An investment strategy is a definition that includes a set of principles and rules aimed at helping investors to achieve their personal financial objectives. Building a strategic plan that considers various components such as time horizon, investment goals, risk tolerance and liquidity requirements, is the first step in the investment process. Then the implementation of the plan includes constructing a portfolio of investments designed to follow the rules and goals of the investor. Given the markets and the personal circumstances of the individual investor change, investment strategies require regular reviews and adjustments.
Key Learning Points
- An investment plan is the set of rules and principles that are created to help investors achieve their financial objectives
- Various components are considered when building investment strategies such as:
- Investment timeframe
- Personal inspirations
- Risk appetite
- Capital requirements
- In terms of financial goals, investment strategies could be broadly classified as: income, income and growth and growth
- From a risk perspective, most commonly strategies are divided into three groups – cautious, balanced or adventurous
- Style also plays an important role in the creation and implementation of an investment strategy. Most often style is classified as value, growth or blend
Building an Investment Strategy
The first stage of the process of building an investment strategy is to consider various factors such as investor’s objectives, investment horizon, financial and personal situation (including dependents and lifestyle), and risk tolerance. This is required in order to determine the investment approach that could deliver optimal results and then construct the right mix of asset classes and investment products.

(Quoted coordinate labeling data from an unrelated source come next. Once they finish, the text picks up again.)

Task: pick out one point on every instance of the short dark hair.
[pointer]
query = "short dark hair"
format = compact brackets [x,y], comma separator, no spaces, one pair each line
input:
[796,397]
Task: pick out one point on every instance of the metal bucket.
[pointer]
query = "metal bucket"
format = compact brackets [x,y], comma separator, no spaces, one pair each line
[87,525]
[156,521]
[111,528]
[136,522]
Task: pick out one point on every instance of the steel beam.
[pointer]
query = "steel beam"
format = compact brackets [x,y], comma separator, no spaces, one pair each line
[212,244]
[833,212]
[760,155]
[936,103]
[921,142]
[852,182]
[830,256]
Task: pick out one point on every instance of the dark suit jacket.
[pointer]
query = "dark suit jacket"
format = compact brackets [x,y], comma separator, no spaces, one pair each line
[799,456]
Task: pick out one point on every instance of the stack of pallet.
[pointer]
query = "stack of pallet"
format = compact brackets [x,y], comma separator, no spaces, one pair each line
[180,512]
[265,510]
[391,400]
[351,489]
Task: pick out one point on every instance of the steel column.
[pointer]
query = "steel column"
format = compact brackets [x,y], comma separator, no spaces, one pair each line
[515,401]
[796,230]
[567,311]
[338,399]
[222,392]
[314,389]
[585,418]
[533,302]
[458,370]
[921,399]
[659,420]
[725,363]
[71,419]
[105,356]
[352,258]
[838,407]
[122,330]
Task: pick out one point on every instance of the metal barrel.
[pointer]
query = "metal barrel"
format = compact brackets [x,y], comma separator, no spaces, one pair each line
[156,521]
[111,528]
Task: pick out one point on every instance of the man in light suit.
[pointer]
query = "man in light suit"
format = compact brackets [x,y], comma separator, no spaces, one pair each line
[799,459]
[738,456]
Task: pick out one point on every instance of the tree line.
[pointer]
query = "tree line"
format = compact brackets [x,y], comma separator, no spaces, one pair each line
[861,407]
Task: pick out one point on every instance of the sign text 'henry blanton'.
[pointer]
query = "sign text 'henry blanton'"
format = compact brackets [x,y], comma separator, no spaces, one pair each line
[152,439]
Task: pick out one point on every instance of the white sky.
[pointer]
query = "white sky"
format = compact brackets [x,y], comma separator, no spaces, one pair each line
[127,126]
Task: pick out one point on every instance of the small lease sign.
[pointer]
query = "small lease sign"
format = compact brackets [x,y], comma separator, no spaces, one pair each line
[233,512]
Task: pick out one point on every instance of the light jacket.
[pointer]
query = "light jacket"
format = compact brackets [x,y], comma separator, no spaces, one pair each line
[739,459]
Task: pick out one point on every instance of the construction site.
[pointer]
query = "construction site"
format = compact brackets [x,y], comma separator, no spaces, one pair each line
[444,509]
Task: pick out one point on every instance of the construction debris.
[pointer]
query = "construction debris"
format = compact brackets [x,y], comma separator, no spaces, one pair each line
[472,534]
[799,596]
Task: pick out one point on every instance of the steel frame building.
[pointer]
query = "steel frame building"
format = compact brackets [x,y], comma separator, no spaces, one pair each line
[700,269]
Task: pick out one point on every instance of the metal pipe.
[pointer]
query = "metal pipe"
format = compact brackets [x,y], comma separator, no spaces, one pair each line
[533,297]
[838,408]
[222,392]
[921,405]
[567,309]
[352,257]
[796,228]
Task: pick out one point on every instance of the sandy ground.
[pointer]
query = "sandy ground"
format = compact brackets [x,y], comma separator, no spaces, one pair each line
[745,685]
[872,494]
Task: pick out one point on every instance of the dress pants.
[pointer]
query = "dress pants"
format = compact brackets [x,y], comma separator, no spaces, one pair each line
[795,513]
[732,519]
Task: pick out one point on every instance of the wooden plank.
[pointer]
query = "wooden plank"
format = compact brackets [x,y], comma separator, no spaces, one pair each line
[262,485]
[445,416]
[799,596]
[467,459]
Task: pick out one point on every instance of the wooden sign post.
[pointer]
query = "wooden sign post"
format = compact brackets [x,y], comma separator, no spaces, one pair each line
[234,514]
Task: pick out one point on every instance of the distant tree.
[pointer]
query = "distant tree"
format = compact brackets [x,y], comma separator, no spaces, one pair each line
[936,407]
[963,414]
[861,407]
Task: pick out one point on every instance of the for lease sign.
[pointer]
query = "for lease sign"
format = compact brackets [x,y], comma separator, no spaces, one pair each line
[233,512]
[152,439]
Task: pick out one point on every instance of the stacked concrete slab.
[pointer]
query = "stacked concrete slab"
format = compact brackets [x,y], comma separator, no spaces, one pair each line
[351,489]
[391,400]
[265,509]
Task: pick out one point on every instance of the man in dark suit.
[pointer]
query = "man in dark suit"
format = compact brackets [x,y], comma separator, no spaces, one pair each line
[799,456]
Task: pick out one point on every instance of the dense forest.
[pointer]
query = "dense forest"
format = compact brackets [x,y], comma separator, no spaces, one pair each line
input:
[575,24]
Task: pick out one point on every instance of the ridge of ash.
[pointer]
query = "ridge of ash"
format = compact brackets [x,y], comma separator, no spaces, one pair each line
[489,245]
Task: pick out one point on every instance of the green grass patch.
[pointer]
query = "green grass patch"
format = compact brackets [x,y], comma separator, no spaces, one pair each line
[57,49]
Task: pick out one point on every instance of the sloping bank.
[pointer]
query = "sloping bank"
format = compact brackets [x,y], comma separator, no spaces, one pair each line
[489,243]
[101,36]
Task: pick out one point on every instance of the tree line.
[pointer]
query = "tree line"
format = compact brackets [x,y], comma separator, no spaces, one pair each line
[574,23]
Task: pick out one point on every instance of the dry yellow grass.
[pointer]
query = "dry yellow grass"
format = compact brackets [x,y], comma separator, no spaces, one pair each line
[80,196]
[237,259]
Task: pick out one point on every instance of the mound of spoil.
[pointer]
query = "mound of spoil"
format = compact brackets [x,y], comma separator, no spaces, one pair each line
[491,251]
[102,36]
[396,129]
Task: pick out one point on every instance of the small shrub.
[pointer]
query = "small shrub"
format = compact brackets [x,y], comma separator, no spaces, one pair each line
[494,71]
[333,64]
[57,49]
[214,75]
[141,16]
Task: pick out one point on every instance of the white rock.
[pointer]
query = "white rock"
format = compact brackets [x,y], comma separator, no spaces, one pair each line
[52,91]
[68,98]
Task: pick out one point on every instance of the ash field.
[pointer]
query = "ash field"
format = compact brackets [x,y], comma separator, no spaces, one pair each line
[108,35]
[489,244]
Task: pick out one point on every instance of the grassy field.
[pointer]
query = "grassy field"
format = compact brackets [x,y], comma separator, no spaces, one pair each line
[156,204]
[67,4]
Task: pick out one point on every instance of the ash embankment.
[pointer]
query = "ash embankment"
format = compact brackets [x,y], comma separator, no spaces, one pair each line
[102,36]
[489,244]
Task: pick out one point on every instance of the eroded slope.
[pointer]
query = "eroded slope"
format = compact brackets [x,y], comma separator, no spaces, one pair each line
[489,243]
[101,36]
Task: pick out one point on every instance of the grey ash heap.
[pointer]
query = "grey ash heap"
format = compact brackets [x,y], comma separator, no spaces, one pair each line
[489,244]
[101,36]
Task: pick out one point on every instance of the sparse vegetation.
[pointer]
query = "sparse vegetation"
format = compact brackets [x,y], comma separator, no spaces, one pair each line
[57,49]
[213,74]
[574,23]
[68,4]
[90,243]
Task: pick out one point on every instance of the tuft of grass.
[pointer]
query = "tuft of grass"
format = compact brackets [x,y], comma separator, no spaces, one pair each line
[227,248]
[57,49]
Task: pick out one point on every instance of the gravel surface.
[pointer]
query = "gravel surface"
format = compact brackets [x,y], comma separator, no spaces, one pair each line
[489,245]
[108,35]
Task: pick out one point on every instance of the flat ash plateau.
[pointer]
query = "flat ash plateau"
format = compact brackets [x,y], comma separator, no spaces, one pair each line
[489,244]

In terms of risk, investors usually fall into one of the three broader profiles:
• Cautious (or Conservative) – suitable for risk-averse investors with low levels of loss tolerance. These can be mainly investors who seek to protect their capital and receive regular income. Typically, more than half of the portfolio will be allocated to high quality fixed income products, where the rest could be split between money market funds and quality large cap equities.
• Balanced (or Moderate) – investors with moderate risk appetite who are seeking a combination of capital growth and income. The majority of assets are expected to be equities (most of them established large cap companies and smaller portions of mid and small cap) alongside reasonable allocation in fixed income.
• Adventurous (or Aggressive) – suitable for investors with a long time horizon who are willing to take higher risk towards achieving higher returns through capital appreciation. Typically, an all-equity portfolio of predominantly large companies blended with mid and small-cap stocks.
Value Vs. Growth
Some investors may choose to emphasize on specific factors such as ‘value’ or ‘growth’ when deciding on their investment strategy. Value investing seeks to identify stocks that are underappreciated by the market and perceived to be trading below their fair value. On the other hand, buying companies with superior earnings growth potential (and possibly priced accordingly) is regarded as growth investing.
Example
One of the most popular investment strategies is the ‘core-satellite’ approach. It is designed of two components – the “core”, which represents the largest proportion of the portfolio and consists of low to moderate level of risk assets, and “satellites”, which are typically higher risk and more specialist investments that are expected to play the role of diversifiers.